Bemerkenswert jedoch fand ich, dass Cavassa darauf hinwies, dass die von der Glaubenskongregation aufgeworfenen Probleme eher mit europäischen theologischen Debatten zu tun hätten, und ergänzte: Es sei ja auch nicht das erste Mal, dass man so mit Theologen umgegangen sei; das sei vielmehr ein Dauerproblem zwischen Charisma und Institution. Häufiger habe die Kirchenleitung bei Theologen vermeintliche Irrtümer festgestellt. Man brauche nur an die 50er Jahre zu denken. Damals seien eine Reihe von Theologen verurteilt worden, die 10 Jahre später als anerkannte Theologen beim II. Vatikanischen Konzils mitgewirkt hätten.
Aus dem, was Cavassa da sagte, kann man also durchaus den Schluss ziehen, dass in zehn Jahren festgestellt wird, die Glaubenskongregation habe sich im Irrtum und Jon Sobrino im rechten Glauben befunden.

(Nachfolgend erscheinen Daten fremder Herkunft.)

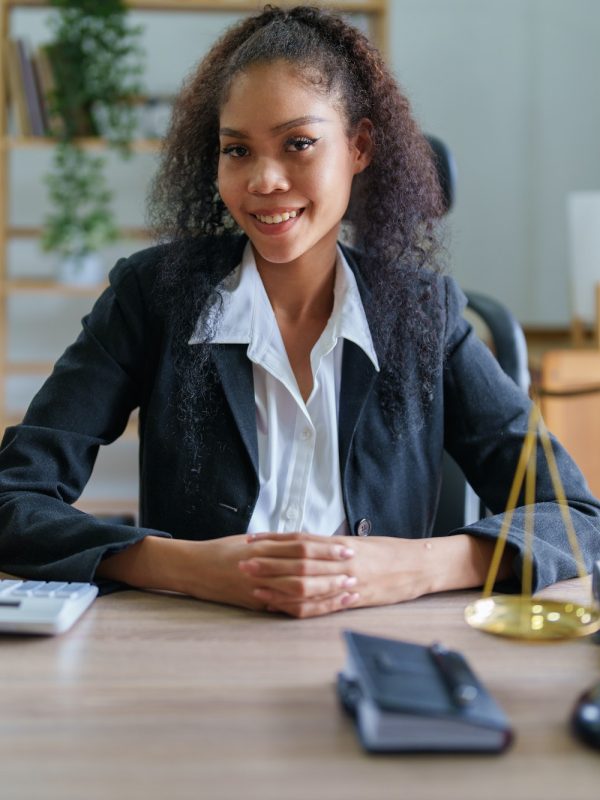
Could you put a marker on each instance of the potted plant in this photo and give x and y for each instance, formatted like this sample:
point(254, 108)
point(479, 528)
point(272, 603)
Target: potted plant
point(96, 63)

Dieser Vorgang auf der Pressekonferenz ist kein Einzelfall. Die Befreiungstheologie ist zum Dauerbrenner auf den Pressekonferenzen geworden: Mittwoch im Gespräch mit Kardinal Oscar Rodriguez von Honduras, am Dienstag bei engagierten Laien und Experten, die Mitglieder der Konferenz sind. Zu keinem Moment und von keinem offiziellen Gesprächspartner in den Pressekonferenzen gab es bisher eine ausdrückliche Distanzierung von der Befreiungstheologie. Im Gegenteil: Kardinal Oscar Rodriguez von Honduras legte sogar ausführlich dar, dass es nicht nur vorbereitende Gespräche für die Konferenz auch mit Befreiungstheologen u.a. mit Gustavo Gutierrez gegeben habe, sondern dass die Gruppe „Amerindia“ die Konferenz aktiv begleite und mit den Mitgliedern der Bischofsversammlung im Kontakt stehe. Man könne also keinesfalls behaupten, dass Konferenz und Befreiungstheologen in Opposition zueinander stünden. Man müsse vielmehr feststellen, dass sie sich in einem fruchtbaren Dialog miteinander befinden.

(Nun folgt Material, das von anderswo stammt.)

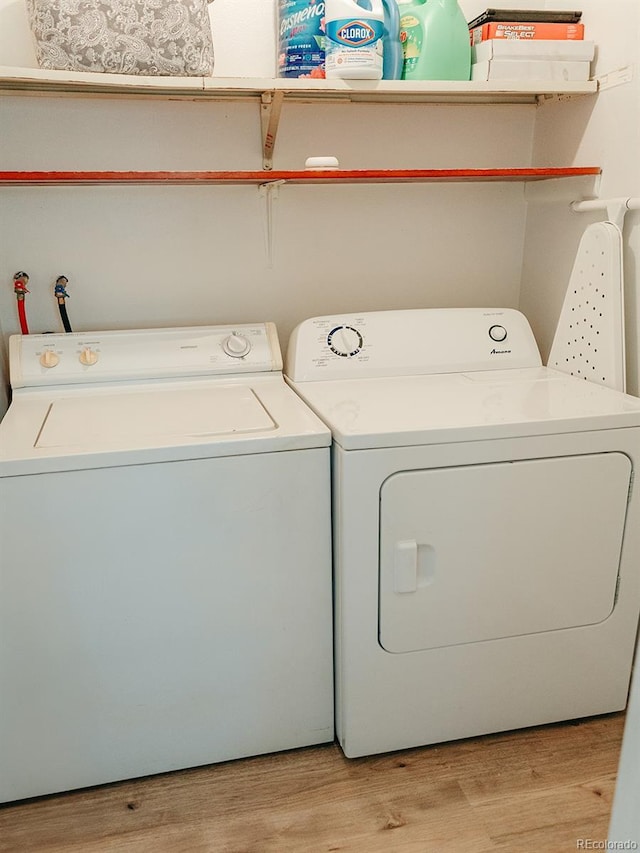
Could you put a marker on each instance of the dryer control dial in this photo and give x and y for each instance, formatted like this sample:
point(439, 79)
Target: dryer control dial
point(498, 334)
point(49, 358)
point(345, 341)
point(88, 357)
point(236, 345)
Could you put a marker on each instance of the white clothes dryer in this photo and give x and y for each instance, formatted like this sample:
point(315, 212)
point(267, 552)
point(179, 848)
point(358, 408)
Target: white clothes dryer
point(486, 526)
point(166, 562)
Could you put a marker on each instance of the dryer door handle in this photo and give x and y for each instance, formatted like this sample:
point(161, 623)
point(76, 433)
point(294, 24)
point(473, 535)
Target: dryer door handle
point(405, 568)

Diese Feststellung des Kardinals Rodriguez steht in klarem Widerspruch zur Behauptung des neuen Erzbischofs von Sao Paulo, Odilo Scherer, der kurz vor der Eröffnung der Generalversammlung öffentlich erklärt hatte, die Befreiungstheologie sei tot.
Bei den Pressegesprächen, bei der Beratung der Konferenzteilnehmer, beim theologischen Kongreß an diesem Wochenende in der Nähe von Aparecida erweist sich die Befreiungstheologie als höchst lebendig.
In unmittelbarer Nähe des Konferenzortes haben Vertreter der Sozialpastoral aus vielen lateinamerikanischen Ländern ein „Zelt der Märtyrer“ errichtet. In ihm werden Themen wie Arbeitslosigkeit, Gewalt und gesellschaftlicher Ausschluss diskutiert; gebetet und jeden Abend finden Gottesdienste statt.
Inzwischen haben darüber hinaus einige Mitglieder der Bischofsversammlung die Initiative ergriffen, die Konferenz möge gemeinsam den Papst bitten, Bischof Oscar Arnulfo Romero bald seligzusprechen.